本解析では,ベースラインのHbA1c≧6.4%(中央値)の患者と<6.4%の患者で,細小血管アウトカム(血清クレアチニンの2倍上昇,アルブミン尿の悪化,腎代替療法,腎不全による死亡,網膜光凝固術または硝子体切除術を要する糖尿病網膜症)を比較。
●結果 細小血管アウトカムの発生は2,686例(21%)であった。
glargine追加群における細小血管アウトカム発生率の低下は,ベースラインのHbA1c値が≧6.4%の患者では認められたが(ハザード比0.90,95%CI 0.81-0.99),HbA1c<6.4%の患者ではglargineによる低下を認めず(ハザード比1.07,95%CI 0.95-1.20),有意な相互作用が示された(相互作用のp=0.031)。

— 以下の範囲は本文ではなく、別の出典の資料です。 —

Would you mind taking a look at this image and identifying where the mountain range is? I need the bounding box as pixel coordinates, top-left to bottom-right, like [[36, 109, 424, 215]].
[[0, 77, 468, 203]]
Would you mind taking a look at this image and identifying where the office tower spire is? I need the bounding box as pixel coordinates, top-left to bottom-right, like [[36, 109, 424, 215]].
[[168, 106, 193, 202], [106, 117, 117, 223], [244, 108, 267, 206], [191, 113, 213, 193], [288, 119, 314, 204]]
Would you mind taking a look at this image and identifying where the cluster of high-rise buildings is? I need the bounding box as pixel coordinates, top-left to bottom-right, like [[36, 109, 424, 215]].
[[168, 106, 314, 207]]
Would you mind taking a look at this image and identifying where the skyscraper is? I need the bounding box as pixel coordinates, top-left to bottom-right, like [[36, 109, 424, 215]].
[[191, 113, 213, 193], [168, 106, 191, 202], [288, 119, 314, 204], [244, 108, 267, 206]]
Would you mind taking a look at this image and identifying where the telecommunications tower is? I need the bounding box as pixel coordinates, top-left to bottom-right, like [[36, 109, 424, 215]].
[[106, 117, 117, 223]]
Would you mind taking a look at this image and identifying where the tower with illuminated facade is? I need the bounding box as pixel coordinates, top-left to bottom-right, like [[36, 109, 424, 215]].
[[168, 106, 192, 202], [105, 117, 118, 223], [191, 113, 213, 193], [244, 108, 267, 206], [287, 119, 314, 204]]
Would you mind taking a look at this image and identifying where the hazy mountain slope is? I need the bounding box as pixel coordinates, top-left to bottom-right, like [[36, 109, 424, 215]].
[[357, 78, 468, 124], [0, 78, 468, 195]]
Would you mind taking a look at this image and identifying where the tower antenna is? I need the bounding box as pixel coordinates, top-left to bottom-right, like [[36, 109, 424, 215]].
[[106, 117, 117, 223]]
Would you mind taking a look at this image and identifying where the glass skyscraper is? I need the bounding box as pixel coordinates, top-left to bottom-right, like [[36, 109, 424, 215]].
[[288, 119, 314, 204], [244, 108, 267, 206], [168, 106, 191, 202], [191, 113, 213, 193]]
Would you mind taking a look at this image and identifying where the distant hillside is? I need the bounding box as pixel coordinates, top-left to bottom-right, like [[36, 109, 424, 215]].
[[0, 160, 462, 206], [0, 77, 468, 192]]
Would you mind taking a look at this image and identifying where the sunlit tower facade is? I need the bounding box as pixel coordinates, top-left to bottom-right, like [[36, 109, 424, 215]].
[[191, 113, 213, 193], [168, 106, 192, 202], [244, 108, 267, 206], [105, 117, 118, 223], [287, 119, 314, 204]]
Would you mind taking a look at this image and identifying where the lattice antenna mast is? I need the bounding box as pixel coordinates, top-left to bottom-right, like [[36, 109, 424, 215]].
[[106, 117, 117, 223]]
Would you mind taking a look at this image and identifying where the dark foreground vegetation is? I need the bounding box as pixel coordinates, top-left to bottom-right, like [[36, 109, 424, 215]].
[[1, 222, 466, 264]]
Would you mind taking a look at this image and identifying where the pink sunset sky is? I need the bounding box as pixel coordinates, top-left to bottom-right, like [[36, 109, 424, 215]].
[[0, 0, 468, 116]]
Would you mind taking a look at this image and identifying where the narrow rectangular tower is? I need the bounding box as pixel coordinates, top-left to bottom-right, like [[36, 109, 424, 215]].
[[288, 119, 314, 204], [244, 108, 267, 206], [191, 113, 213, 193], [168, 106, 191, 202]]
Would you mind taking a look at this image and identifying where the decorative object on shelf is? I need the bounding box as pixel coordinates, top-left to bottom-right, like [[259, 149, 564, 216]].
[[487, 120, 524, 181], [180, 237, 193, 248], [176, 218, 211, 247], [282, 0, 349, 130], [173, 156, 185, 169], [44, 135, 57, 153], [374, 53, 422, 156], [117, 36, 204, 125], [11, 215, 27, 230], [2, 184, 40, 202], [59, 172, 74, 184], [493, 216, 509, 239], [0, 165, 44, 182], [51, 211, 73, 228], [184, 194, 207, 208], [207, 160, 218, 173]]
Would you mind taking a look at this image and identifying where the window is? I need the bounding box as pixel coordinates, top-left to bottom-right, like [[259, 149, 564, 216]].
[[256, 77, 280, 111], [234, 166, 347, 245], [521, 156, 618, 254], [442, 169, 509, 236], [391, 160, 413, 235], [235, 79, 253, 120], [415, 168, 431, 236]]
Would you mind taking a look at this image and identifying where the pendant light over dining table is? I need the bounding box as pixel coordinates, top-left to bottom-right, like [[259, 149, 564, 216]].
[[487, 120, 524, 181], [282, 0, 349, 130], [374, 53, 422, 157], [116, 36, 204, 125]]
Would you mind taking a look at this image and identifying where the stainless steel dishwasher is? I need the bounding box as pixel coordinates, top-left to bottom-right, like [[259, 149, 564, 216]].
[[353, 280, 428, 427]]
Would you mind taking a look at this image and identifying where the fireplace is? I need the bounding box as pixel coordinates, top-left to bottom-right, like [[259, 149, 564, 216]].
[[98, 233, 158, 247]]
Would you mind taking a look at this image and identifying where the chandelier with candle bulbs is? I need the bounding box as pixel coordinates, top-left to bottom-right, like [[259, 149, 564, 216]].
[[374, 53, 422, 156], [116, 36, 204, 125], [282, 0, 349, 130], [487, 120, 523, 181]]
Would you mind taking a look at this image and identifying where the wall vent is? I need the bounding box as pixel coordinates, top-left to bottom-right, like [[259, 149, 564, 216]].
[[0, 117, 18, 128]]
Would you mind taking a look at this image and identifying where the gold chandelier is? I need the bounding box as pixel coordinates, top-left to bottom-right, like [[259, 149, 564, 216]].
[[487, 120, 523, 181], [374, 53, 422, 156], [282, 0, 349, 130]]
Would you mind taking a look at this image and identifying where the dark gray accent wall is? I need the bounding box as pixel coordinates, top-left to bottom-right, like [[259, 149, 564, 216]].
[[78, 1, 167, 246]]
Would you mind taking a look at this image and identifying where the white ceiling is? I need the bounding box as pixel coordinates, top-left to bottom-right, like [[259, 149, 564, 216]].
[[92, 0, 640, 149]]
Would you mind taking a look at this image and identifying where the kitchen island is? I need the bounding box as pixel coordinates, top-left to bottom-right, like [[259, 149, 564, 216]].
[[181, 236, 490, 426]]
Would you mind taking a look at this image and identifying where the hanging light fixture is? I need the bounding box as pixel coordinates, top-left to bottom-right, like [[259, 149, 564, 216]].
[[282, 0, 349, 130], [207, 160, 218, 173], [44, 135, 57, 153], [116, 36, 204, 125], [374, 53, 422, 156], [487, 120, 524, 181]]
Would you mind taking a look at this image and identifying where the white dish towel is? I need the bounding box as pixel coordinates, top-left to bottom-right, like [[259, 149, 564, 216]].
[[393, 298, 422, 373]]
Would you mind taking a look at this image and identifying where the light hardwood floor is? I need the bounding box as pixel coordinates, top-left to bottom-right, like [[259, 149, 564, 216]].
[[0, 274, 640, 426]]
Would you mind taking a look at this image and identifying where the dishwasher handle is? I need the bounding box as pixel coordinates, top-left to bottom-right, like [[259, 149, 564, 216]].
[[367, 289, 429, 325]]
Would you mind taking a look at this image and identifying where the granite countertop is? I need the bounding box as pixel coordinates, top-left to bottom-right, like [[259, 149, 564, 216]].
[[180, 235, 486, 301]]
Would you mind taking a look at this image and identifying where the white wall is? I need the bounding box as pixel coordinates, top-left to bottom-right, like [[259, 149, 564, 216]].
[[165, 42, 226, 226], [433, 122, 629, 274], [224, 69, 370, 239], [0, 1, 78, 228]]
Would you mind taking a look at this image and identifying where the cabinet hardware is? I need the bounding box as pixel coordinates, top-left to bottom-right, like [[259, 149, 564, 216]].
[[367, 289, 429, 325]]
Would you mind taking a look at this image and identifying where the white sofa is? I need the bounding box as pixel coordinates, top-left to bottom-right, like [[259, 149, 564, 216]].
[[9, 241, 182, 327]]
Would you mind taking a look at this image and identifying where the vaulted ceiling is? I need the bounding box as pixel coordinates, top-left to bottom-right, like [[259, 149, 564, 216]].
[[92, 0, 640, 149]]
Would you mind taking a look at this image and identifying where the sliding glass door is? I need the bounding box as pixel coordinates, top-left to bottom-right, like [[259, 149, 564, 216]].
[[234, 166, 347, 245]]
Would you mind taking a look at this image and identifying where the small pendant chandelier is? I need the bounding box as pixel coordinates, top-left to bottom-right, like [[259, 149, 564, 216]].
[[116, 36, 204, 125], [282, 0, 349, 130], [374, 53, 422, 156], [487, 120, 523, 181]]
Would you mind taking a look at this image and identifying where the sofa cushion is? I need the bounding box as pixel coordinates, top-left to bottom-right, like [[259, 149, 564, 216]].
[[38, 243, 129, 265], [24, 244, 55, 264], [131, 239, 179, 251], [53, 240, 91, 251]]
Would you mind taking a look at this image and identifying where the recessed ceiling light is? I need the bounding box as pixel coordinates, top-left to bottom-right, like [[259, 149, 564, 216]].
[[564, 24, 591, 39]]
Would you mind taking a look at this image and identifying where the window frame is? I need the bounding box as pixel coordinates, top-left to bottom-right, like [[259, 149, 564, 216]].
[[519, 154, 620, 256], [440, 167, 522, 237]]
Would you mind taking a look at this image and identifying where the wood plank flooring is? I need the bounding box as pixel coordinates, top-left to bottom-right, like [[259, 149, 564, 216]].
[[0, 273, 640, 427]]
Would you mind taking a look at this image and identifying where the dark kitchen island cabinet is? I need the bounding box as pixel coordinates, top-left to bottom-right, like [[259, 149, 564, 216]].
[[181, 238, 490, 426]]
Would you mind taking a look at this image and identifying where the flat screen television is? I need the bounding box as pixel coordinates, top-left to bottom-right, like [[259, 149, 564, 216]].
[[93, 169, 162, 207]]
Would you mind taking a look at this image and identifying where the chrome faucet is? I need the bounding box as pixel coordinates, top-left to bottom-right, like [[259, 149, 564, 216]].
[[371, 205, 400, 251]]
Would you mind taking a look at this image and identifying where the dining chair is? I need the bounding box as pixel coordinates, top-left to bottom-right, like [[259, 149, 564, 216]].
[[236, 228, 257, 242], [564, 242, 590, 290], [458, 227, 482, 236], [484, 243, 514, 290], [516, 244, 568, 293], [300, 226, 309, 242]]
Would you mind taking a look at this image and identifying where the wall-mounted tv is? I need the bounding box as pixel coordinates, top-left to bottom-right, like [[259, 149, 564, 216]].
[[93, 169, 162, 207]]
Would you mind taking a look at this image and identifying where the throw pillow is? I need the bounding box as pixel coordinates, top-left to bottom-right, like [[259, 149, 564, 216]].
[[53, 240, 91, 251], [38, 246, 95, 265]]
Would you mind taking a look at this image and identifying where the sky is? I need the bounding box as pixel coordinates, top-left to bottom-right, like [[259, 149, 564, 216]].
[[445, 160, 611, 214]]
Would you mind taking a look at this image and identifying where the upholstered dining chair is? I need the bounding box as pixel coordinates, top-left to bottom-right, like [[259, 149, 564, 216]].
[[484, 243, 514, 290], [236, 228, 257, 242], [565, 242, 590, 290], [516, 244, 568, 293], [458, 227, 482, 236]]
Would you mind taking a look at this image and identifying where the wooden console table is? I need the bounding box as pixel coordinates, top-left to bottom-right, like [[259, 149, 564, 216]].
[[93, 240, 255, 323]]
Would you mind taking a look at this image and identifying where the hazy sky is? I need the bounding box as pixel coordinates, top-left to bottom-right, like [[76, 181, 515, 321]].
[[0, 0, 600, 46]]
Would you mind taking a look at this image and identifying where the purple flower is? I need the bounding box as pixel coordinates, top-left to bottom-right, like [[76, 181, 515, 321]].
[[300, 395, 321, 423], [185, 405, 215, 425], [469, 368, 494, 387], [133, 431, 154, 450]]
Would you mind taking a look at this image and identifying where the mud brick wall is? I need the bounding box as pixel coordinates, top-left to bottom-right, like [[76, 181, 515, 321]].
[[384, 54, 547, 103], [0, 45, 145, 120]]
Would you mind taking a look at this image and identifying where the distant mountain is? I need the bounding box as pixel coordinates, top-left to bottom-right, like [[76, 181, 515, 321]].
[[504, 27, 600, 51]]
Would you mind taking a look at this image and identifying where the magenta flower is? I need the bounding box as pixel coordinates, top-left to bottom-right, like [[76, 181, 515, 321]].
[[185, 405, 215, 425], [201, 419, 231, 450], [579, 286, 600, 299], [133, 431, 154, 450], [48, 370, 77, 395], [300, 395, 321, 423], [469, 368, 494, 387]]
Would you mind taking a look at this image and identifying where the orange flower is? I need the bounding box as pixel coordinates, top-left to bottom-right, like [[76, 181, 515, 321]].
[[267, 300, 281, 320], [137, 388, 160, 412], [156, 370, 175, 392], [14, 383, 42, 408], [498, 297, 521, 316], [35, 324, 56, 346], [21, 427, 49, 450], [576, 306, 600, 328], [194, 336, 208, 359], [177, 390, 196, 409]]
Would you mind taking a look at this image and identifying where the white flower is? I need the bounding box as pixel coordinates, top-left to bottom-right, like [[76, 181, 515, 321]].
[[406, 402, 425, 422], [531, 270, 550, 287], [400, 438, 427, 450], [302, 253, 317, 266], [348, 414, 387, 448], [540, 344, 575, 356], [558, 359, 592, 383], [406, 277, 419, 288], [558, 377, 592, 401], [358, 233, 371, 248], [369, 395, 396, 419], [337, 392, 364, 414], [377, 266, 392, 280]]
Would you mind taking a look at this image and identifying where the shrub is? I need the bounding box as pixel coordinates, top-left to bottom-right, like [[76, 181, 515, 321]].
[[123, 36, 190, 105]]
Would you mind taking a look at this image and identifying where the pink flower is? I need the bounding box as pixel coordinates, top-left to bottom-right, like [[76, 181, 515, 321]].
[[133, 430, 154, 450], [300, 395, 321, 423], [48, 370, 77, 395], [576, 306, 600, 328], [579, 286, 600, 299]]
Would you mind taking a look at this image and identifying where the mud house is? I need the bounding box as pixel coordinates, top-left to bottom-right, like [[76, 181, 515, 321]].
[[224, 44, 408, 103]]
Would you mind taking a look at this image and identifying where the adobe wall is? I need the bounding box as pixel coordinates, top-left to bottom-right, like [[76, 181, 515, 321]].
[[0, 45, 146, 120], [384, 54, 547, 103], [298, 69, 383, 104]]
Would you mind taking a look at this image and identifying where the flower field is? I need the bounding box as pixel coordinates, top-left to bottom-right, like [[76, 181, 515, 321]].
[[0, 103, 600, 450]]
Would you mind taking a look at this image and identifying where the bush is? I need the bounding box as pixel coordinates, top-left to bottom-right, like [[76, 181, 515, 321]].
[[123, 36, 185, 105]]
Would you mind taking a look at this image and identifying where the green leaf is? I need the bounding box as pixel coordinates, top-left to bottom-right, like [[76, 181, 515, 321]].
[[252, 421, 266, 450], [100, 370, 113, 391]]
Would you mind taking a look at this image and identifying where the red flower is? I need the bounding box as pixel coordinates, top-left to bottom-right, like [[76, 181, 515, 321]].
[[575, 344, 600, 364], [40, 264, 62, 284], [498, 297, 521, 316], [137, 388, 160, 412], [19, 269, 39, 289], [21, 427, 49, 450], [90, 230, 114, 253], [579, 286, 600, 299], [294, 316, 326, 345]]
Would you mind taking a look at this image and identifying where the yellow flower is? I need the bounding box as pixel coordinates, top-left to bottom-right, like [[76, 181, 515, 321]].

ベースラインのHbA1c値が≧6.4%の患者におけるHbA1c中央値の変化は, glargine追加群-0.65%(四分位範囲-0.16 to -0.91%),標準治療群-0.33%(四分位範囲-0.83 to 0.13%)で,群間差は0.33%(p<0.0001)であった。ベースラインのHbA1c<6.4%の患者におけるHbA1c中央値の変化の群間差は0.22%(p<0.0001)であった。
●結論 血糖調節異常患者において,ベースラインのHbA1c値が≧6.4%の場合,空腹時血糖の正常化を目標とした治療によりHbA1cが低下し,細小血管アウトカムのリスクが低下したが,ベースラインのHbA1c値が<6.4%の場合は,効果が明らかではなかった。